İNSANIN küçük TRAJEDİSİ
Bu sabah uyandım. Yine aynadaki yaratığa aldırmadım. Yüzümü yıkadım. Daha bir az yaratıklaştım. Deli deli gülümsemek istedim kendime, gücüm yetmedi. Vazgeçtim. Yatağı ve suratı toplamadım. Kafamda çay, simit ve peynirle kahvaltı yaptım. Bu fikir hoşuma da gitti. Oturdum. Birsürühiçbirşey düşündüm. Sıkıldım. Kalktım. Oturdum. Bir deniz göresim geldi. Neden? Rahatlamak için mi? Oysa deniz insanı daha çok hüzünlendirir. Hüznü daha büyük olduğu içindir belki. Ya da deniz duyguların aynasıdır. Neyse karar veremedim. Seyredecek gücüm yoktu kendimi. Bu yüzden mi vazgeçtim? Hayır. Üşendim bu eylemi gerçekleştirmeye. "Çok istiyorsa o gelsin" dedim. Saçmaladım. Neyse dedim, neyse. Düşünürken yine dalmışım. Bir gün daha doğmuştum bir gün daha ölecektim. Bu 'doğum günü' meselesini de anlamadım. İnsanlar ellerinde hediyeler bir cenaze törenine giderler gibi gelir bana. İyi ki doğdun ve bir yıl daha öldün. Ha ha! İnsanoğlunun küçük trajedisi.
İnsanı anlamak güçtür. Büyüdüğü veya yaşlandığı için üzülen ve bunu her yıl kutlayan yeryüzünün en akıllı yaratığı. Şimdi bu kutlamayı kim yapar o da bir muamma. Kendisi mi yakınları mı? Yakınlarıysa düşman başına. Ne var kutlanacak? Toplanıp hatırlatacak ne vardı? Ölüyorum ulan! Böyle bir günde alıp hediyeyi tam verirken "Biraz daha öldün tebrik ederim. Ha ha!" deyince karşımdakinin yüzünü merak ederim. Kendi kendime gülerim bunu düşündükçe. (Tabi içimden. Deli miyim ben?) Bu mesele uzadı. Biri bu saçmalığa son vermeli.

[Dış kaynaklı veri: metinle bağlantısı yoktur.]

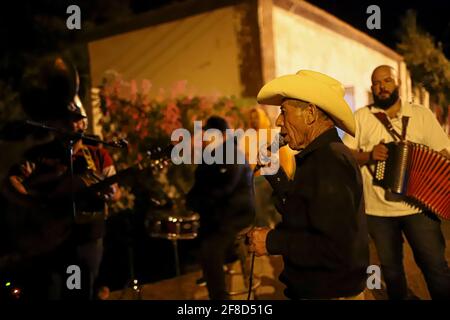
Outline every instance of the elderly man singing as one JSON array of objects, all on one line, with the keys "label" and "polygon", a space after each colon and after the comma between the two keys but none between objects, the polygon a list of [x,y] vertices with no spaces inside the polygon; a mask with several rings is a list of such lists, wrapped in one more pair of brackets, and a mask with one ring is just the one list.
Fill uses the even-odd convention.
[{"label": "elderly man singing", "polygon": [[363,299],[369,261],[359,166],[335,127],[354,135],[342,84],[301,70],[267,83],[261,104],[279,105],[276,125],[296,155],[296,172],[266,176],[282,221],[248,234],[257,256],[282,255],[290,299]]}]

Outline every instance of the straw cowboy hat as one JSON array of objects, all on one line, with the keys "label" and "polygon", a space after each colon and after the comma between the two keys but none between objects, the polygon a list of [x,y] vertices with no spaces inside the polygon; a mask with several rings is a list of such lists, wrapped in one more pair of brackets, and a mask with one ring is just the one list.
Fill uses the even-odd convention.
[{"label": "straw cowboy hat", "polygon": [[257,100],[261,104],[278,106],[286,98],[311,102],[325,111],[338,128],[355,136],[355,118],[344,94],[343,85],[336,79],[320,72],[300,70],[267,83],[259,91]]}]

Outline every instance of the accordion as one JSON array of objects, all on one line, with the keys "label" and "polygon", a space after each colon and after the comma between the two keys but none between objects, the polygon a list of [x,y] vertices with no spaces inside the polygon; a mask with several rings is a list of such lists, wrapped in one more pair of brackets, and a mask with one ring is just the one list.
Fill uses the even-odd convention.
[{"label": "accordion", "polygon": [[374,184],[405,201],[450,220],[450,160],[424,145],[386,144],[388,159],[375,164]]}]

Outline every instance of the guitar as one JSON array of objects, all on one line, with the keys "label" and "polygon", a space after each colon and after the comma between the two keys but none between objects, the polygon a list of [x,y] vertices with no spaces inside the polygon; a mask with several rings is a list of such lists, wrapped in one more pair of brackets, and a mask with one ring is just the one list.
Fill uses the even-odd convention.
[{"label": "guitar", "polygon": [[51,252],[69,237],[75,224],[105,219],[105,200],[99,194],[108,186],[126,182],[138,174],[146,174],[153,179],[157,172],[168,166],[169,156],[168,148],[158,147],[149,150],[143,161],[110,177],[93,171],[74,177],[66,174],[58,179],[59,183],[48,194],[38,194],[39,183],[30,181],[27,186],[33,188],[32,193],[38,194],[39,205],[21,207],[17,203],[8,204],[5,229],[10,234],[13,252],[19,254],[13,260]]}]

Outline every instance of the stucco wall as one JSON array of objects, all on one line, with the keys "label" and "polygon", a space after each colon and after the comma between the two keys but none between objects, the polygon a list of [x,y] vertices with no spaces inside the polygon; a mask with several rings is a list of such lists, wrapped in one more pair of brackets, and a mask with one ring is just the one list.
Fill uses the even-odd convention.
[{"label": "stucco wall", "polygon": [[92,84],[113,69],[153,88],[187,80],[192,93],[239,95],[236,20],[227,7],[91,42]]},{"label": "stucco wall", "polygon": [[311,69],[354,87],[354,107],[368,103],[370,76],[381,64],[396,60],[282,8],[273,9],[276,76]]}]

Mesela doğum günü reşit olana kadar kutlansın efendim. İnsan aklının baliğ kabul edildiği yıla kadar. Komedi bitene kadar yani. Zira çocukluk komedisinde çok da eğreti durmaz bu iş. Çocuklar mutlu olsun. Zaten herhalde bu da insan alışkanlığının bir ürünü. İlk zamanlar bu kutlama çocukluk döneminde yapılıyormuş efendim. İnsan hoşuna giden bu alışkanlığı da bırakmak istememiş. Bu konuda bir akıl tutulması, bir 'çocuk aklı' almış yürümüş. Kimse de ‘Hoop! Nereye’ dememiş. Bir diğer ihtimal akla daha yatkın. Ya da bütün insanlık bu saçmalığın farkında ama kimse birbirine çaktırmıyor. Herkes halinden memnun tabi efendim. Herkes yılda bir kez de olsa hatırlanmak, önemsenmek, mutlu olmak istiyor. Yazık! Bu hususta insan düşkün ve muhtaç. 'Bunu bari çok görmeyin' diye yalvarıyor. Haklı da. Sırf bu yüzden insan aklı gerçeği kendinden saklıyor olmalı, bu gerçeği bilinçaltının en ücra köşelerine saklamış vaziyette. Böyle işte. Neyse efendim, ben hatırlatmış olmayayım.
Diye düşünürken kendimi tuvalette buldum. Zaten insan aklı ancak burada bu kadar saçma çalışır. Neyse dedim neyse. Kaç fayans var şu duvarda?